# Grouping the content of Vectors

## Before reading this

You should work through these notebooks on [named expressions and methods](named-expressions.ipynb), [Vectors](vectors.ipynb) and [Maps](maps.ipynb).


## A sample problem, and approach to a solution

We want to group together words in a text beginning with the same letter, and count how many words in the text begin with each letter.

One definition of "word" could be units separated by white space.  We can easily create a collection of words in this sense by applying the `split` method on a String.

If we group all the occurrences of the same word together in a collection, we can count the occurrences in each collection, and sort the results alphabetically.

We'll test this out on the copy of [Lincoln's Gettysburg Address now in the White House and formerly in the possession of Colonel Alexander Bliss](http://www.abrahamlincolnonline.org/lincoln/speeches/gettysburg.htm).

In [None]:
val blissCopy = """Four score and seven years ago our fathers brought forth on this continent, a new nation, conceived in Liberty, and dedicated to the proposition that all men are created equal.

Now we are engaged in a great civil war, testing whether that nation, or any nation so conceived and so dedicated, can long endure. We are met on a great battle-field of that war. We have come to dedicate a portion of that field, as a final resting place for those who here gave their lives that that nation might live. It is altogether fitting and proper that we should do this.

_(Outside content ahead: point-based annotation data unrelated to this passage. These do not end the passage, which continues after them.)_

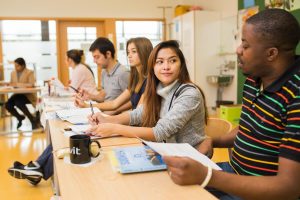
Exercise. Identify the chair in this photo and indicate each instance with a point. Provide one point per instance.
(217, 127)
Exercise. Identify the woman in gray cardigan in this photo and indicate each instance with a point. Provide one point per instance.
(173, 109)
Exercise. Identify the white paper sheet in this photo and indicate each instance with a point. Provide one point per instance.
(82, 112)
(80, 129)
(57, 83)
(182, 150)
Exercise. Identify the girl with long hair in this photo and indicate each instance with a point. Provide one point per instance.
(138, 51)
(173, 109)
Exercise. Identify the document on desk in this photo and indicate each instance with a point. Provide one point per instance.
(57, 83)
(80, 129)
(75, 116)
(182, 150)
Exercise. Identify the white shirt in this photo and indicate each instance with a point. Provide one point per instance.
(83, 78)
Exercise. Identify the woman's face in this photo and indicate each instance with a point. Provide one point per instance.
(18, 67)
(133, 56)
(167, 66)
(69, 62)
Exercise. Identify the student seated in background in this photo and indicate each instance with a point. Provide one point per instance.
(103, 52)
(138, 51)
(173, 108)
(265, 162)
(22, 77)
(82, 76)
(114, 76)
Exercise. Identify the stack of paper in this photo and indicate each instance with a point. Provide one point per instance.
(76, 116)
(137, 159)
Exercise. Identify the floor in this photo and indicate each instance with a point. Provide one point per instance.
(22, 147)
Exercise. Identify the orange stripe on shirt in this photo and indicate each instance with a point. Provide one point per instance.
(263, 119)
(259, 141)
(289, 147)
(283, 97)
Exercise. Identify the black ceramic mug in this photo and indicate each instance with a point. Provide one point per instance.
(80, 149)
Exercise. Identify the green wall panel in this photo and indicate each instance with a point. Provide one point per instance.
(241, 78)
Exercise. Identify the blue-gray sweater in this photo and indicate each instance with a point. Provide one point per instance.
(184, 122)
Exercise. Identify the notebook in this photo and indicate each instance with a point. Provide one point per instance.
(138, 159)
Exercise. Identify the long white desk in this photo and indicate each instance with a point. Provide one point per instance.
(101, 181)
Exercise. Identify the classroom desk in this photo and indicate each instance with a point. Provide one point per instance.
(101, 181)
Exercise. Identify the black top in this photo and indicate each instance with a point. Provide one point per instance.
(269, 125)
(135, 97)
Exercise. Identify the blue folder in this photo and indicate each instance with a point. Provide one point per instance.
(138, 159)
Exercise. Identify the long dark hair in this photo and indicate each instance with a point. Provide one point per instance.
(144, 48)
(77, 56)
(151, 99)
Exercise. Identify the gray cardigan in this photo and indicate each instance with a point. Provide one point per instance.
(183, 123)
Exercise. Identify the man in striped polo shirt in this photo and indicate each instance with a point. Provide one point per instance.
(265, 161)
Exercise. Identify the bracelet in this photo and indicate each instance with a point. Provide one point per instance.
(207, 178)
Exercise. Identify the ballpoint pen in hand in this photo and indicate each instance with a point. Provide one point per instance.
(93, 111)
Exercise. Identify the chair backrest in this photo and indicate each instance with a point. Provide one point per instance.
(217, 127)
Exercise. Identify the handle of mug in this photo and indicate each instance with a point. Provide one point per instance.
(98, 146)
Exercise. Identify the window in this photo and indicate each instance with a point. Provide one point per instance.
(26, 38)
(129, 29)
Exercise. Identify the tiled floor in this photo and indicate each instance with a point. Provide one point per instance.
(22, 147)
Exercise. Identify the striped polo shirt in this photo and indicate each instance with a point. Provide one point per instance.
(269, 125)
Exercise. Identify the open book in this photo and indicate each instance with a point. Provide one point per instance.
(137, 159)
(76, 116)
(183, 150)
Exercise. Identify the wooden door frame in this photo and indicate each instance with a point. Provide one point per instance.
(62, 46)
(1, 59)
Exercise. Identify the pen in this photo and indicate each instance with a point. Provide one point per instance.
(93, 111)
(77, 91)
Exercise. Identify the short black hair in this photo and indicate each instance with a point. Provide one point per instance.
(103, 45)
(277, 27)
(20, 61)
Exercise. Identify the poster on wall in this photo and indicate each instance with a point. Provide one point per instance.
(243, 15)
(288, 5)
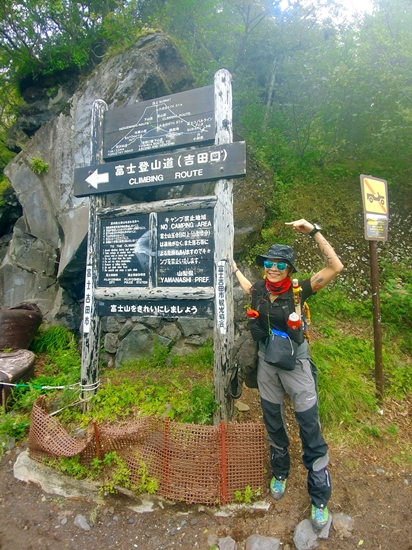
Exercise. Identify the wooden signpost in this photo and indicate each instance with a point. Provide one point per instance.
(168, 258)
(376, 215)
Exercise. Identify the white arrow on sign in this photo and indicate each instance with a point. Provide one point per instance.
(96, 178)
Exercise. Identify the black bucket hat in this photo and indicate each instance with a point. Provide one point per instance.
(278, 252)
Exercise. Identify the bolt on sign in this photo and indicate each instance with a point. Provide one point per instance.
(186, 118)
(375, 207)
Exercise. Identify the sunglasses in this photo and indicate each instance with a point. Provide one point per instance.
(281, 266)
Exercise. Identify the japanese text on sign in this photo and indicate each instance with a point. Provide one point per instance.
(158, 308)
(221, 297)
(185, 248)
(124, 251)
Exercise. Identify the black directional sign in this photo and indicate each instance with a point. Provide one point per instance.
(191, 165)
(162, 123)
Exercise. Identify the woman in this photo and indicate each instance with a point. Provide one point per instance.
(272, 301)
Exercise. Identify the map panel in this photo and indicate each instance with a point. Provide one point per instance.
(166, 122)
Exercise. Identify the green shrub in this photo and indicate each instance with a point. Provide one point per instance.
(38, 166)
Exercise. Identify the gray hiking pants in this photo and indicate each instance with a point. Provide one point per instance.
(299, 384)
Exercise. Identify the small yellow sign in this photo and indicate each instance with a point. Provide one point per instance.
(375, 208)
(375, 198)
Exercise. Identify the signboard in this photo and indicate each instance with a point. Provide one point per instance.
(376, 208)
(183, 256)
(124, 251)
(185, 248)
(162, 123)
(157, 308)
(191, 165)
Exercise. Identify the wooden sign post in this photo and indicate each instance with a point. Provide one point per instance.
(224, 233)
(91, 322)
(376, 215)
(134, 265)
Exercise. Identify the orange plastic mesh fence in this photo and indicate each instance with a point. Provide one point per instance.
(192, 463)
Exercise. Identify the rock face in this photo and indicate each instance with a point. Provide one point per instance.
(43, 260)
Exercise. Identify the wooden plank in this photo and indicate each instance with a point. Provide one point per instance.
(224, 233)
(188, 308)
(91, 321)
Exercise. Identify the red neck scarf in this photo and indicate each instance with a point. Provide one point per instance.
(279, 288)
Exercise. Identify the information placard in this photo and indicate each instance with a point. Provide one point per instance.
(157, 308)
(185, 248)
(161, 123)
(124, 251)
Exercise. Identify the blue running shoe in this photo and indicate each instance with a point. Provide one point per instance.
(320, 517)
(277, 487)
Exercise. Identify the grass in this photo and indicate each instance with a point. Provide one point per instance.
(181, 388)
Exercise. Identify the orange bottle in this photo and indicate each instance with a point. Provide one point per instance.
(294, 321)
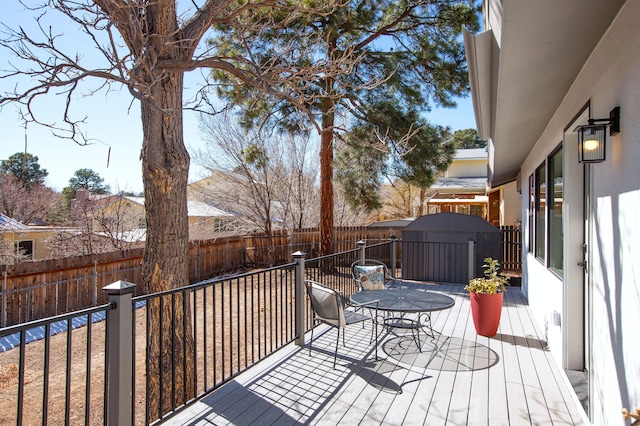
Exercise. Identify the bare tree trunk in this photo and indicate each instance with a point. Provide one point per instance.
(165, 163)
(326, 184)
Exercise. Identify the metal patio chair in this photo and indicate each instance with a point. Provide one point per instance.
(328, 308)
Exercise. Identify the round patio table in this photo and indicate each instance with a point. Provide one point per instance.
(402, 302)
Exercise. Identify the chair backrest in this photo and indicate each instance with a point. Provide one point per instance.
(326, 304)
(370, 274)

But, in a larger sense, we can not dedicate -- we can not consecrate -- we can not hallow -- this ground. The brave men, living and dead, who struggled here, have consecrated it, far above our poor power to add or detract. The world will little note, nor long remember what we say here, but it can never forget what they did here. It is for us the living, rather, to be dedicated here to the unfinished work which they who fought here have thus far so nobly advanced. It is rather for us to be here dedicated to the great task remaining before us -- that from these honored dead we take increased devotion to that cause for which they gave the last full measure of devotion -- that we here highly resolve that these dead shall not have died in vain -- that this nation, under God, shall have a new birth of freedom -- and that government of the people, by the people, for the people, shall not perish from the earth.

"""

The `split` method creates an Array;  we'll convert this to a more convenient Vector.

In [None]:
val words = blissCopy.split(" ").toVector

Strings are actually just Vectors of Characters, so we can use the `head` method to identify the first letter of a String, as in this example.

In [None]:
"Gettysburg Address".head

The Vector class has a method called `groupBy` that creates a Map.  The keys to the Map are the units you group things by;  the values associated with each key are Vectors with one or more elements of the original Vector.

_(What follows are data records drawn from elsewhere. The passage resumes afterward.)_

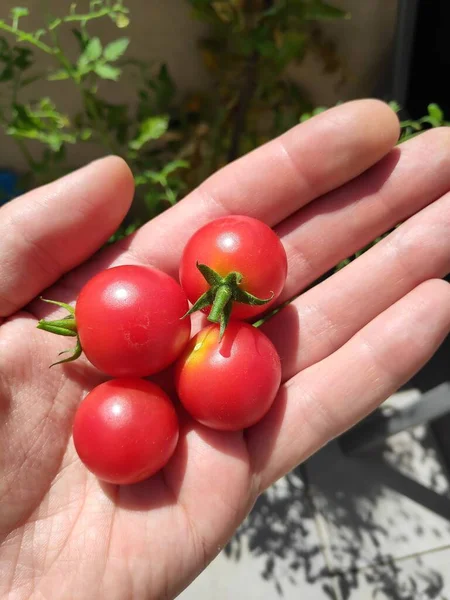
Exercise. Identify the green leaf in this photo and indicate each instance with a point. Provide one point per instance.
(317, 10)
(107, 71)
(121, 21)
(39, 33)
(82, 39)
(173, 166)
(92, 52)
(435, 113)
(150, 129)
(19, 11)
(395, 106)
(223, 10)
(115, 49)
(58, 75)
(85, 134)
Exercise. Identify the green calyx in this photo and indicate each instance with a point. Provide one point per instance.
(222, 293)
(66, 326)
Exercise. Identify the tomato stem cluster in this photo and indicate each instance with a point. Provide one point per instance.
(66, 326)
(222, 293)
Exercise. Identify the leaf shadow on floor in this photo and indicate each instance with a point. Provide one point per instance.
(351, 525)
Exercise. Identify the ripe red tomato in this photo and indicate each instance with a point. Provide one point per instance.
(236, 244)
(125, 430)
(129, 321)
(231, 384)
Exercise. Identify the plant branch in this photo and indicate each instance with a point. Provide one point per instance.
(84, 18)
(23, 36)
(250, 76)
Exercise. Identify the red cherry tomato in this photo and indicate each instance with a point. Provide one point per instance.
(125, 430)
(241, 244)
(129, 321)
(230, 384)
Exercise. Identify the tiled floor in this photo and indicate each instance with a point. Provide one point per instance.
(350, 533)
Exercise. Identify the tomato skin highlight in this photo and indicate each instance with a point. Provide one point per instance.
(228, 385)
(236, 243)
(129, 321)
(125, 430)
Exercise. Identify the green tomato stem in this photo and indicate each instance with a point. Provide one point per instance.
(221, 299)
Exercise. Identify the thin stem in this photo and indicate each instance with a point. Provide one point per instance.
(103, 12)
(26, 153)
(23, 36)
(222, 297)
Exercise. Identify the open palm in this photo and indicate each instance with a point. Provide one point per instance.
(328, 187)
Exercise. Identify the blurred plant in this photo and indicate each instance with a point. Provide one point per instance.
(170, 143)
(408, 129)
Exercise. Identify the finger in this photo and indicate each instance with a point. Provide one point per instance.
(345, 220)
(325, 317)
(51, 229)
(329, 397)
(273, 181)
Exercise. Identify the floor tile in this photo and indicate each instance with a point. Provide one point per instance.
(365, 517)
(426, 577)
(277, 552)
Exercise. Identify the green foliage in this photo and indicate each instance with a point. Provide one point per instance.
(171, 142)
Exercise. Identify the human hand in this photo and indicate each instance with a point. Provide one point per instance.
(328, 187)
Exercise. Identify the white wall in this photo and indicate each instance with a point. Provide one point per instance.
(163, 30)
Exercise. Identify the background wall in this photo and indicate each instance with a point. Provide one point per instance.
(163, 30)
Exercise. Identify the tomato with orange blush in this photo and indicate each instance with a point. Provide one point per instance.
(228, 384)
(234, 267)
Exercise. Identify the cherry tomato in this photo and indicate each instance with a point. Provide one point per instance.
(125, 430)
(129, 321)
(231, 384)
(236, 244)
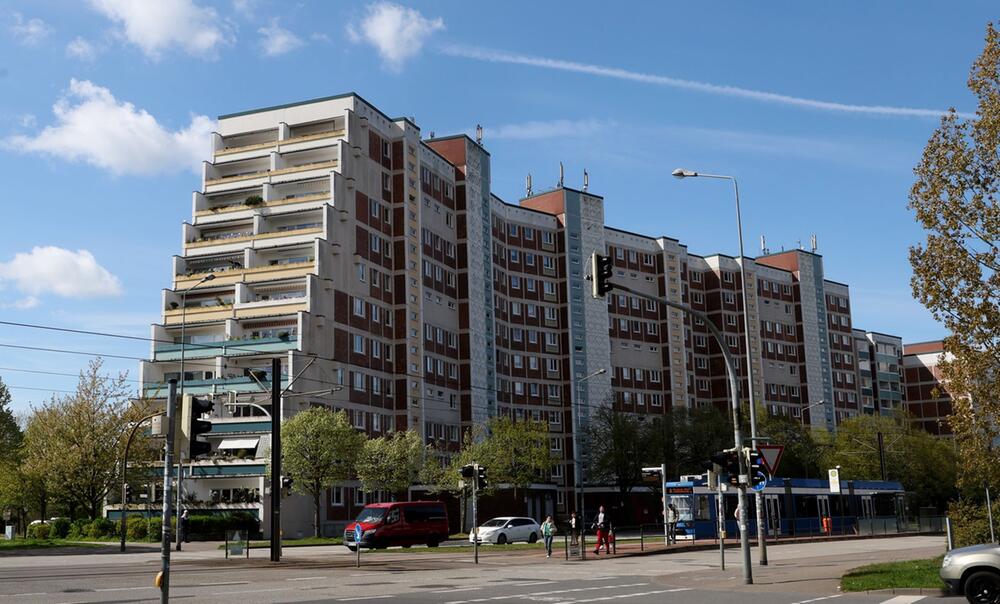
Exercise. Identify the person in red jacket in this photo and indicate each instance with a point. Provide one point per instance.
(602, 524)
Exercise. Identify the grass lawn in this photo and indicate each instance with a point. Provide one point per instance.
(17, 544)
(907, 574)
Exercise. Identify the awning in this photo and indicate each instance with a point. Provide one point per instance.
(238, 443)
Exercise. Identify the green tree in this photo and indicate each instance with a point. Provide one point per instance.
(10, 432)
(319, 448)
(75, 442)
(923, 464)
(619, 444)
(801, 456)
(955, 270)
(393, 462)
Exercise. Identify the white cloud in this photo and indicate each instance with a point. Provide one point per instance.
(396, 32)
(277, 40)
(94, 127)
(498, 56)
(54, 270)
(30, 32)
(534, 130)
(78, 48)
(157, 26)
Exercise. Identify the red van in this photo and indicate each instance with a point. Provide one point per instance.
(403, 523)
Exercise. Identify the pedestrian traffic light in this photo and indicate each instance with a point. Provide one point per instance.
(480, 477)
(755, 468)
(192, 426)
(601, 271)
(729, 463)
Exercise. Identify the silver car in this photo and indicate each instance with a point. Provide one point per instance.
(975, 572)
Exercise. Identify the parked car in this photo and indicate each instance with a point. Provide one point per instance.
(508, 529)
(975, 572)
(402, 523)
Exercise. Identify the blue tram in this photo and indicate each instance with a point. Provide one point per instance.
(793, 506)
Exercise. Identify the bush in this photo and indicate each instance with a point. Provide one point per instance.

The syntax looks a lot like the syntax you know for `filter` and `map` methods on Vectors. On the left of the fat arrow, we supply a name that will be used for every element in the Vector.  On the right of the fat arrow, we define an expression that will be used to group elements together.  Here, we're grouping every word in the Vector by its first letter (`wrd.head`).

In [None]:
val groupedByLetter = words.groupBy( wrd => wrd.head)



As you can see, the result is a Map: its keys are Chars; its values are Vectors of Strings.  Chars are single characters.  We can express character values between single quotes. (Note the difference from Strings, that we can express between double quotes.)

We can use normal Map notation to see what words begin with `'s'`, for example:

In [None]:
groupedByLetter('s')


To find out how many words occur for each letter, we only need to find the size of the Vector associated with each key.  We can map each key / value pair to a pairing of the key with the vector's size.

In [None]:
val groupedByCount = groupedByLetter.map{ case (k,v) => (k, v.size) }

The result is now a Map of characters to integers:  the number of words occurring for each letter.

We would like to be able to sort the results easily, but Maps are unordered.  One step will convert the Map to a Vector.

In [None]:
val letterCounts = groupedByCount.toVector

We have turned the Map into a Vector of tuples.  Each tuple groups a character and an integer.

Let's sort the Vector by the first component of the tuple.

In [None]:
val alphabetic = letterCounts.sortBy(  tupl => tupl._1)

Obviously we could equally easily sort by the count.  If we want to sort from most frequent to least frequent, we can reverse the default sorting from least to greatest.

In [None]:
val numericDescending = letterCounts.sortBy( tupl => tupl._2).reverse

`'t'`, '`a`' and `'w'` are the only letters that begin more than 20 words of the Gettsburg Address.

## Summary

- The `groupBy` method of the Vector class creates a Map using expressions you define as the key; its associated value is a Vector of elements from the original Vector.
- We transformed each map value's Vector to its size using the Map class' `map` method.
- To simplify sorting, we converted the final Map to a Vector.